At lunch earlier he’d been full of smiles, telling me a long story about a joke he and Harvey had played on one of the orderlies, a guy who had somehow earned the nickname of Bags.

  “Can I transfer you?” I said. I’d been meaning to ask, though I hadn’t decided on today. “I think I know how.”

  “It’s not about thinking,” he said. “Believe me.”

  “What isn’t?”

  I turned and there was Mrs. Mayer, looking in on us. She did that a lot: poked her head in to ask if he needed anything, stopped in to remind him to have a drink of water. It was like the old days, when she’d invent excuses to make sure we weren’t having sex.

  “Transferring me,” Mike said. “Carrie offered to do it.”

  “She can’t possibly,” Mrs. Mayer exclaimed. “That’s out of the question.” She faced me with her mouth pressed into a thin line. “It’s quite complicated. If you lose him for a second—”

  “She wouldn’t lose me,” he said, rolling his eyes. “Obviously she’d be careful.”

  “People have to be trained,” she said. “It’s a question of training.”

  “Then train her,” he snapped. “Or better yet, why don’t you both just get out of here and I’ll do it myself?”

  Mrs. Mayer clasped her hands and brought them to her chest. She held them together in front of her flowered blouse as if she were cupping a tiny, wounded animal. “Oh, Mike,” she said. “Oh, sweetheart.” Her eyes were wide, and I thought she would cry. I couldn’t look at him, but I felt him off to my side, sitting in his chair, rage massed in his useless body.

  Then it was over. Mrs. Mayer came into the room and said, “All right, let’s train her. Carrie, this is the best workout, you’ll see.”
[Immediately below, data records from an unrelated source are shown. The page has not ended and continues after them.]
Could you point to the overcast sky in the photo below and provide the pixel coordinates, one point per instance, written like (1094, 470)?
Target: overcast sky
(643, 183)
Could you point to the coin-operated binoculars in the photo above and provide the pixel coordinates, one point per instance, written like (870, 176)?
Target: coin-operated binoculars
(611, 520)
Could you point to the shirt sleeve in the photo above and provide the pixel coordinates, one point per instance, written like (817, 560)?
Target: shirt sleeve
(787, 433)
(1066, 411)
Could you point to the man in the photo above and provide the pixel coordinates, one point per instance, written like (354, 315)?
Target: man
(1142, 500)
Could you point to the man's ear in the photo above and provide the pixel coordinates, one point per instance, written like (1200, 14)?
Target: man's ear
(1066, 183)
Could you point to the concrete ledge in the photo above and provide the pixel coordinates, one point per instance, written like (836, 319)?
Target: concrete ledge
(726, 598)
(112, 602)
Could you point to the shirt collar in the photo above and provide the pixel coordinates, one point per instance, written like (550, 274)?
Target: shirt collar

  It was harder than it looked. It took more strength than I would have guessed I had—I couldn’t fathom how she did it. I stood in front of the wheelchair and wiggled my hands under his arms and around his back, where I locked them together. Bent close, I felt his ear against my face, smelled his soap and shaving cream and the musky, intimate scent of his body. I pulled him up, bit by strained bit, until we were both more or less upright. The burden of his body was enormous. I knew I had to swivel him around, but I was terrified to move, terrified he’d knock me over—my arms were shaking. Finally I just did it, swung us around until the bed was behind him, a dance of dead weight. I lowered him, and behind me Mrs. Mayer sighed extravagantly. I stood there panting, then let his upper body down, our eyes meeting as his head touched the pillow. At last I raised his legs and smoothed out the fabric of his pants so he wouldn’t be lying on any creases.